L’entreprise de construction et de génie civil Poeckes fête son centenaire, entourée de ses employés, dont l’engagement et la fidélité sont restés intacts au fil du temps.
Pas moins de quatre générations de Poeckes se sont succédé aux manettes de cette entreprise emblématique de Rumelange depuis que Jos, maître maçon, y a monté son affaire en 1924.
Une exploitation minière à l’origine, qui assurait la production de Minett pour les hauts-fourneaux du sud, avant que la société s’oriente vers les travaux d’infrastructure, puis le génie civil et la construction.
C’est son arrière-petit-fils, Paul Nathan, qui dirige aujourd’hui ce fleuron de l’économie nationale aux 220 collaborateurs et 34 millions d’euros de chiffre d’affaires annuel.
Une histoire de famille dont les employés ont toujours fait partie intégrante : c’est ce que nous racontent deux conducteurs de travaux, qui ont bien du mal à décrocher après toute une carrière chez Poeckes.
Retraité… ou presque
Ainsi, Laurent Bastian est en retraite depuis janvier. Du moins sur le papier. Car ce matin-là, à 7h30 pétantes, il était encore connecté en visio pour un briefing.
«J’aime bien rester au courant», sourit cet employé historique, qui a toujours sous la main son téléphone professionnel. Dans la salle de réunion où se déroule notre entretien, il s’installe naturellement en bout de table : «Ma place habituelle», souffle-t-il.
Conducteur de travaux, comme papa
La première fois qu’il est entré chez Poeckes, il avait à peine sept ans et tenait la main de son père, lui-même conducteur de travaux. Il a suivi ses pas et poursuivi des études dans le bâtiment, avant d’être embauché dans l’entreprise comme aide technicien.
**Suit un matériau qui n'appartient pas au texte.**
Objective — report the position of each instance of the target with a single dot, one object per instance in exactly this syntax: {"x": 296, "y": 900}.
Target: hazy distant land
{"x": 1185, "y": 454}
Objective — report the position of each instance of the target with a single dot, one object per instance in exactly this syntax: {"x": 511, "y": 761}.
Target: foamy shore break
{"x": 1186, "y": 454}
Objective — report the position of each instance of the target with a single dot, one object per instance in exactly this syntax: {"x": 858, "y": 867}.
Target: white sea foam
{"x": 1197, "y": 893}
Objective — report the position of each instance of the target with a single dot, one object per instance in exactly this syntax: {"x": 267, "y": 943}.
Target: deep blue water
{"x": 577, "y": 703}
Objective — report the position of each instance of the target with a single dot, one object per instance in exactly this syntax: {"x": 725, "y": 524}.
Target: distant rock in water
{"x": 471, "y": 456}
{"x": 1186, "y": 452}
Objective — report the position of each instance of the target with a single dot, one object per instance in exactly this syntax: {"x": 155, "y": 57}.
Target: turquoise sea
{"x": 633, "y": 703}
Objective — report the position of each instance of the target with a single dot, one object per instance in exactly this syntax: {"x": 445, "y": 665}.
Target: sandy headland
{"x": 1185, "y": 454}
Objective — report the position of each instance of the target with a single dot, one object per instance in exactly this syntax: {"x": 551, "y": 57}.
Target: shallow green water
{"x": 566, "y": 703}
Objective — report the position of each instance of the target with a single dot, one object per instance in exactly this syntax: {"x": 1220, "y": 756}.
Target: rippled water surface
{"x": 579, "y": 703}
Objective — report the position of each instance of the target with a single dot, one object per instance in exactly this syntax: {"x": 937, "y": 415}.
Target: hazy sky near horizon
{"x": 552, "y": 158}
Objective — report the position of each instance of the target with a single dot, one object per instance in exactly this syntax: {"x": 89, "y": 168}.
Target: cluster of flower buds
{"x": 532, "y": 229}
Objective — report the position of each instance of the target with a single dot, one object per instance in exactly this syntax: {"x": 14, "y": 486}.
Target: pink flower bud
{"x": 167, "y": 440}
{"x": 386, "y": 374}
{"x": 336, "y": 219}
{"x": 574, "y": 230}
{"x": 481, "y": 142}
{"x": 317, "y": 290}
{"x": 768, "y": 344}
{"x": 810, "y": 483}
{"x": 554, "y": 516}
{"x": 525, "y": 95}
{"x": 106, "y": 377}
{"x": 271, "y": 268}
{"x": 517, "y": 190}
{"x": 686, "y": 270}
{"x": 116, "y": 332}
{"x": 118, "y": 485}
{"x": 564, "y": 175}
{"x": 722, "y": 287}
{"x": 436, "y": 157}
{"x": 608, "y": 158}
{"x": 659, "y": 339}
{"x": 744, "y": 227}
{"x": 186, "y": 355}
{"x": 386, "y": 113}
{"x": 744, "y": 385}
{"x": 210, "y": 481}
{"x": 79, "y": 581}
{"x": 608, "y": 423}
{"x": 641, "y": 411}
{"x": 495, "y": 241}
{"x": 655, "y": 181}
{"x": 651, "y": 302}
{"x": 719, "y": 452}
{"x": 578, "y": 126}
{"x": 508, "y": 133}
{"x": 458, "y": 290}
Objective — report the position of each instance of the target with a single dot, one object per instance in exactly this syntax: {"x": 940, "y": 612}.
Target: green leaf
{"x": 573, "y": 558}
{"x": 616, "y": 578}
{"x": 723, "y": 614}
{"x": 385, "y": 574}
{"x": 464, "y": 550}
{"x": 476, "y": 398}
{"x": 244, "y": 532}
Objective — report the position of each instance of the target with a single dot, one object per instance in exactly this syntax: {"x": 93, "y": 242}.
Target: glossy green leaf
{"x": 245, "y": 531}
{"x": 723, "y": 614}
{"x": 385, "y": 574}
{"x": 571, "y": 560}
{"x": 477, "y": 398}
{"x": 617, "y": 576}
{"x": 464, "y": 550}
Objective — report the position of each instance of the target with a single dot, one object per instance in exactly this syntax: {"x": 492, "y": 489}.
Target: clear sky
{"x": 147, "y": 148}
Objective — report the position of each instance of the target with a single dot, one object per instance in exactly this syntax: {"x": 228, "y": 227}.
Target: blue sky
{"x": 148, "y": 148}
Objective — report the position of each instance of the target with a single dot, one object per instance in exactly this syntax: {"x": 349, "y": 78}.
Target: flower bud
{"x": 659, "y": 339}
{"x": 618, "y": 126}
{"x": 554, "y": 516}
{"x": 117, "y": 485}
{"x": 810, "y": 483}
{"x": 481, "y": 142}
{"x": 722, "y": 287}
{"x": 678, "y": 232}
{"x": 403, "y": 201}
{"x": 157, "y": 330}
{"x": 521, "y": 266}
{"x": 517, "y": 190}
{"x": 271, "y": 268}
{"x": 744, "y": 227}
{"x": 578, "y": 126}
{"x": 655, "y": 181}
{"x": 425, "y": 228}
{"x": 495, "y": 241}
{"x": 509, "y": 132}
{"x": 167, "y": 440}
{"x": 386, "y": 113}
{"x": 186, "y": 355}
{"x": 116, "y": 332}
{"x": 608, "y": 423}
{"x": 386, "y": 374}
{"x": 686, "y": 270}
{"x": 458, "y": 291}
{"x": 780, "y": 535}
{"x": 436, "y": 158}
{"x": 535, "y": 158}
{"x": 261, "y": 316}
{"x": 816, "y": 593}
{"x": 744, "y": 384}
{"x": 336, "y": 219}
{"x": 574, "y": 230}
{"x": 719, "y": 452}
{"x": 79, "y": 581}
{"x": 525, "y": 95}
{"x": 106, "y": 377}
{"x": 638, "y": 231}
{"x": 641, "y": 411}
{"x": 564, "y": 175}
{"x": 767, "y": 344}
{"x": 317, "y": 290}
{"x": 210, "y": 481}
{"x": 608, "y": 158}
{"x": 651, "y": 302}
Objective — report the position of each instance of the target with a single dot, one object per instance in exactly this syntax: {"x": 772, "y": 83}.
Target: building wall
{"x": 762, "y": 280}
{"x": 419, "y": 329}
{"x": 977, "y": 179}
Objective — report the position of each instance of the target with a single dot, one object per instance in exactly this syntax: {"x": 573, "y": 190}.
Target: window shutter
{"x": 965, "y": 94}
«En 38 ans de maison, j’ai gravi tous les échelons, jusqu’à la direction de travaux. C’est comme ça ici, on te laisse ta chance», souligne-t-il, très reconnaissant.
Les patrons étaient très investis, on avait un lien direct avec eux
Même sentiment pour Sébastien Ingrasci, dont le gendre a pu intégrer la société après une formation. Lui aussi pourrait être en pension, mais non, il a choisi de rester.
«Fin d’année, c’est prévu de freiner quand même», admet-il à peine. «Ce serait trop difficile de couper comme ça, du jour au lendemain, après 35 ans».
Ce qui lui a tout de suite plu en rejoignant Poeckes en 1989, c’est l’implication des dirigeants : «Les patrons étaient très investis, on avait un lien direct avec eux, on se sentait entouré et capable de résoudre n’importe quel problème», témoigne-t-il.
«Fiers de tout ce qu’on a fait»
Une organisation horizontale qui n’a pas bougé d’un iota en cent ans, et qui continue de faire le succès de l’entreprise. Des bons souvenirs, ces deux experts dans leur domaine en ont collecté des tas.
Des projets d’envergure menés dans le résidentiel comme dans le secteur industriel, mais aussi des chantiers qui sortaient parfois de l’ordinaire, comme les silos géants de la cimenterie à Esch. «On est fiers de chacun des chantiers qu’on a menés», assure Laurent Bastian.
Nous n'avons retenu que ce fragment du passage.